If you think your dog is overweight, it’s probably a good time to make an appointment with your veterinarian. She can assess his weight and also help determine if any related health problems need to be addressed. And she can talk to you about what and how much your dog is eating — food and treats — and the amount of exercise your dog is getting.
Assuming your vet determines your dog is overweight, but otherwise healthy and just needs to eat less and exercise more, here are some ways to do that:
Monitor your dog’s food intake. Your vet can help you determine if you're overfeeding your dog, but it’s up to you — no matter how much Fido begs — to control how much food is in the dog bowl.
Give him the right food — and the right amount. Is your dog a puppy? Then puppy food is perfect. But if your dog is older, make sure you’re giving him the right food for his age. And if you change food for any reason, be sure to read and follow the feeding instructions on the new kind.

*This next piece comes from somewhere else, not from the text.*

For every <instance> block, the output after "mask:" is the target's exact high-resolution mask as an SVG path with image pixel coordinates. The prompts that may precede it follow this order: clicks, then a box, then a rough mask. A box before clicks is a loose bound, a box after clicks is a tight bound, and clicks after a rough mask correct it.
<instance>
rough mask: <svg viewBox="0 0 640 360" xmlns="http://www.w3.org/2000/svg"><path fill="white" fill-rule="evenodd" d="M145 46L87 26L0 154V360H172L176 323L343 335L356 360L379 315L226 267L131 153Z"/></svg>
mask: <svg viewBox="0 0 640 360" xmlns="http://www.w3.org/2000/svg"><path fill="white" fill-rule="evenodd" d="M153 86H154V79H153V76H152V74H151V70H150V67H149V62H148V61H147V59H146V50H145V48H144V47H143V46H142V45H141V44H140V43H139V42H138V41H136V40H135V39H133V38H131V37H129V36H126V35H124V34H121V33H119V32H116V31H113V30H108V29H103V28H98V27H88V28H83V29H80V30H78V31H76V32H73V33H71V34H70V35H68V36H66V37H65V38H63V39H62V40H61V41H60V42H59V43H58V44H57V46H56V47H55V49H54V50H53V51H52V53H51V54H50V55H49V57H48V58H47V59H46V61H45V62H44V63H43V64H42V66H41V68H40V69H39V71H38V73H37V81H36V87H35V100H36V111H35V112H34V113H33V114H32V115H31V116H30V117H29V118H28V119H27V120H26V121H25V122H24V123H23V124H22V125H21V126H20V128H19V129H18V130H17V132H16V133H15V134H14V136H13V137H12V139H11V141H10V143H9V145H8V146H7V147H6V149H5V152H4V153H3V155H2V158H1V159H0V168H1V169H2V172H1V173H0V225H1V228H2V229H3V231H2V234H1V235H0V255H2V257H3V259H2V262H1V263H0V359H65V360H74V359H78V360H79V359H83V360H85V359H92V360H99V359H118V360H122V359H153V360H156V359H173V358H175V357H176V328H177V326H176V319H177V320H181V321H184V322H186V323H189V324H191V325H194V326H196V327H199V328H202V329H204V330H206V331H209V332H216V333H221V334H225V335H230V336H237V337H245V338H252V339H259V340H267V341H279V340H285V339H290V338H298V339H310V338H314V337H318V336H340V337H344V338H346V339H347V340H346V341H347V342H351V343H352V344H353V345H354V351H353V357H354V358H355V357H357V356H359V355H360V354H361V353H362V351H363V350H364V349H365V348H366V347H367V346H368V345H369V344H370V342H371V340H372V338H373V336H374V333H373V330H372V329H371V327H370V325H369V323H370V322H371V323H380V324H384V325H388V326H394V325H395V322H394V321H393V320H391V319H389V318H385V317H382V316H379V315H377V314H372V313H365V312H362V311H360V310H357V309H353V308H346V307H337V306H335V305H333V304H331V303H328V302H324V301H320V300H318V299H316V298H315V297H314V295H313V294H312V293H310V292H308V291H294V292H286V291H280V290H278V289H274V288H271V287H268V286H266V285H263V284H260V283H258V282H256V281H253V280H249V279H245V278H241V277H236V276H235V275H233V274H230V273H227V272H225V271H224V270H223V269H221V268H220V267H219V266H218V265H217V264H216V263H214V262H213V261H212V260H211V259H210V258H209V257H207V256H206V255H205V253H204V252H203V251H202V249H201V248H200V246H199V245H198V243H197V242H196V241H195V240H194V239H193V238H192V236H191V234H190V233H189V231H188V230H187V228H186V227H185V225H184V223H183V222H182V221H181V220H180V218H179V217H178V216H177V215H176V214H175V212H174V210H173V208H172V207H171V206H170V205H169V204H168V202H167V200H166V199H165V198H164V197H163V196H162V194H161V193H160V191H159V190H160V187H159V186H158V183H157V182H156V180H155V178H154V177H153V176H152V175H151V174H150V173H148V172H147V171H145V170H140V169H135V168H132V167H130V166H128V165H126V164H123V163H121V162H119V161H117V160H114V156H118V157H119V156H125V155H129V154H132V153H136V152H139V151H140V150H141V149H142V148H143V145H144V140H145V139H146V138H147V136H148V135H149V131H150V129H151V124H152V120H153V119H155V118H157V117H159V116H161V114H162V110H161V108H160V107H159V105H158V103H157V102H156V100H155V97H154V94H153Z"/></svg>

They may be different.
Limit or eliminate treats. Yes, this one may be tough, but it’s essential. Calories are calories, no matter how they’re consumed. If you want to continue treating your dog, set aside a bit of his regular food to use as treats during the day.
Exercise your dog. A couple of 30-minute walks every day can help ensure your dog is not only burning calories but also benefiting in other ways. If your schedule doesn’t allow this, consider a Wag! walker to make sure he’s getting out and about.
Have some fun with your dog! Whether it’s a game of fetch or tug of war, playing with your dog can burn canine calories and help you bond with your pet. On weekends or other days when you have extra time, consider a hike or a visit to an off-leash park where your dog can run, play, and engage with other furry friends.
You’ll find more information about dogs and obesity elsewhere on our site. The more you know, the better able you’ll be to help your four-legged family member live a long, healthy life. And that’s the best kind of treat — for both of you.